LGP2 negatively regulates IFN response by attenuating tbk1 and ikki mRNA levels

(A and B) LGP2 inhibited fish IFN promoter activation (A) and ifn expression (B) induced by RLR signaling molecules upstream of IRF3/7. EPC cells seeded in 24-well plates were transfected with DrIFNφ1pro-luc, LGP2, and each of the indicated RLR signaling molecules (200 ng each) for 48 h, followed by luciferase assays (A) or by RT-PCR detection of cellular ifn, mx, and viperin mRNA (B). Western blots in (A) showed the expression of LGP2 protein in (A and B) by western blots using anti-LGP2 Ab.

(C) LGP2-mediated protein reduction of TBK1 and IKKi was abolished by CHX. EPC cells seeded in 6-well plates overnight were transfected for 24 h with TBK1 or IKKi (0.6 μg each), together with LGP2 at increasing doses, followed by addition of CHX (8 μg/mL) or DMSO as control. Another 2 h later, cells were collected for western blotting analysis of TBK1 and IKKi by anti-HA Ab and LGP2 by anti-LGP2 Ab. The numbers show the densitometric quantification of TBK1 or IKKi protein expression normalized to β-actin.
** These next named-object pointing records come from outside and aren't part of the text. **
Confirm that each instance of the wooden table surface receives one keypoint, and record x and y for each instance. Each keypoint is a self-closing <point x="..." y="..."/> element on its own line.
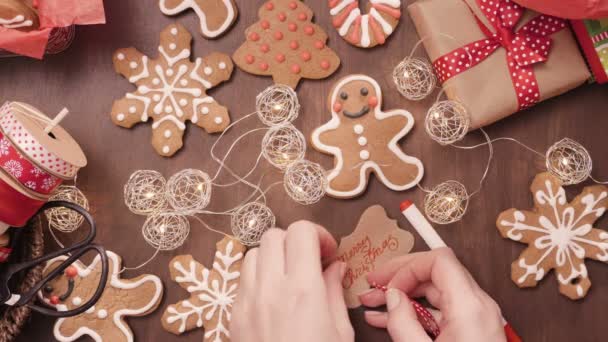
<point x="83" y="79"/>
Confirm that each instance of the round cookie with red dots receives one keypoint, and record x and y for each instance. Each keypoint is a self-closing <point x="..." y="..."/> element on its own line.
<point x="286" y="45"/>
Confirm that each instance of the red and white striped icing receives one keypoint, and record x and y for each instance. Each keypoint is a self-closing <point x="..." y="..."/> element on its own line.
<point x="347" y="18"/>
(D and E) LGP2 attenuated mRNA levels of the transfected TBK1 (D) and IKKi (E). CO cells seeded in 6-well plates were transfected with LGP2 at increasing doses (0, 0.1, 0.2, 0.4, 0.8, 1 μg), together with TBK1 (300 ng, D) or IKKi (300 ng, E) for 48 h, followed by RT-PCR detection of lgp2, tbk1, and ikki mRNA, respectively. Universal primers were designed against the ORF sequences of tbk1 and ikki for detection of mRNA from cellular genes and the transfected plasmids together, and vector primers only detected mRNA from the transfected plasmids because a forward primer was designed against vector sequences.
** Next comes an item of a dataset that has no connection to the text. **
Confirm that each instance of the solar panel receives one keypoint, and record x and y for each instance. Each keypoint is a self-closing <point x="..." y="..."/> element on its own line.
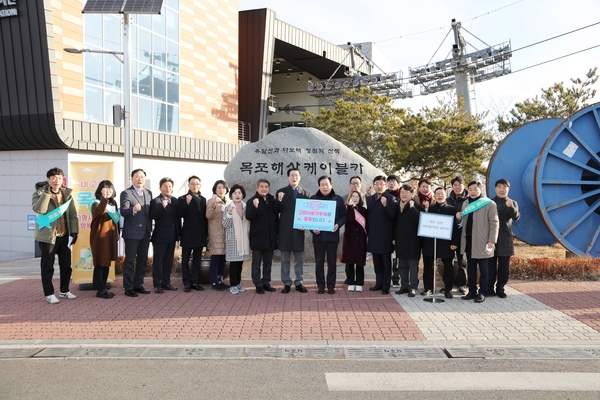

(F) LGP2-mediated reduction of tbk1 and ikki mRNA levels was not impaired by ActD. EPC cells seeded in 6-well plates overnight were transfected for 24 h as in (C), followed by addition of ActD (1 μg/mL) or DMSO as control. At 48 h after ActD addition, tbk1 and ikki transcripts were detected by universal primers and vector primers.

(G) The transcript levels of tbk1 and ikki were enhanced in lgp2^lof/lof zebrafish larvae during the later period of SVCV infection, in contrast to a nearly constant transcript level in WT larvae. The samples were the same as in Figure 2A. Data were shown as mean ± SD (N = 3). P values were calculated using Student’s t test. ∗∗p < 0.01. See also Figure S5 and Table S1.

LGP2 is essential for IFN response at the early stage of viral infection

(A) Stimulatory effects of zebrafish LGP2, MDA5, and RIG-I on fish IFN promoter activation by luciferase activity assays. CO cells seeded in 24-well plates were transfected with LGP2, MDA5, and RIG-I at increasing amounts (0, 5, 10, 200 ng) for 48 h. Western blots in (A and B) showed the expression of LGP2 in the transfected cells using anti-LGP2 Ab.

(B) mRNA expression comparison of cellular ifn gene by LGP2, MDA5, and RIG-I. EPC cells seeded in 6-well plates were transfected with LGP2, MDA5, and RIG-I at increasing amounts (0, 20, 40, 800 ng) for 48 h, followed by RT-PCR detection of lgp2 and ifn mRNA.

(C) RT-PCR detection of rig-I and mda5 mRNA in lgp2^+/+ and lgp2^lof/lof zebrafish larvae (6 dpf) or in spleen of lgp2^+/+ and lgp2^lof/lof zebrafish adults (60 dpf) following SVCV infection. Data were shown as mean ± SD (N = 3). P values were calculated using Student’s t test. ∗∗p < 0.01.